Le top 10 des trajets européens les plus empruntés par les jets privés en 2022
Le top 10 des trajets européens les plus empruntés par les jets privés en 2022 – @Greenpeace

La France, mauvaise élève

Paris et Nice apparaissent à plusieurs reprises dans le top 10 des trajets européens les plus empruntés par les jets privés. « Entre 2021 et 2022, le nombre de vols en jet privé au départ de la France a augmenté de 55 % et les émissions générées ont augmenté de 93 %, pointe Greenpeace. En 2022, la France est le pays comptant le plus de vols en jet privé dans l’UE et a généré 11 % des émissions des jets privés en Europe. Ces 84.885 vols ont émis 383.100 tonnes de CO2, soit les émissions annuelles moyennes de 85.133 résidents français. »

Le sujet sera à l’ordre du jour de l’Assemblée nationale le 6 avril prochain alors que le groupe des députés écologistes entend mettre à profit sa niche parlementaire pour déposer une proposition de loi visant l’interdiction des vols en jet privés. L’interdiction concernerait les « services de transport aérien non réguliers de passagers ne faisant pas l’objet d’une exploitation commerciale », ainsi que les services non réguliers de transport aérien public « dont le nombre de passagers est inférieur à soixante ».

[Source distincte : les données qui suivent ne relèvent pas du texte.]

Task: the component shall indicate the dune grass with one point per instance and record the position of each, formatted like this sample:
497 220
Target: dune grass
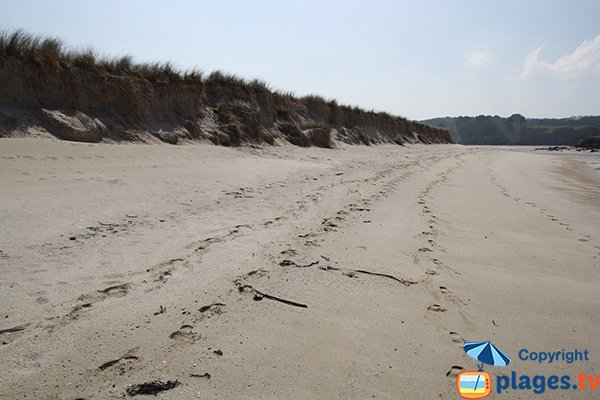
51 52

*CE Delft a construit une base de données pour ce projet qui contient des informations sur tous les vols au départ et à destination des pays de l’UE27, dont la Norvège, la Suisse et Royaume-Uni, précise le rapport. Les données de vol ont été fournies par le CIRIUM1 et incluent tous les vols privés/opérations de vols d’affaires au départ et à destination des pays européens. Les vols avec les avions de moins de trois sièges ont été exclus de l’analyse, ainsi que les vols vers et depuis les aéroports sans code IATA, et les vols qui arrivent au même aéroport qu’ils sont partis. Les raisons en sont que ces petits avions sont utilisés à des fins de loisirs ou de formation surtout. Les données de vol incluent les vols médicaux ou militaires, tant que ces vols ont été exécutés avec des aéronefs généralement utilisés dans l’aviation d’affaires.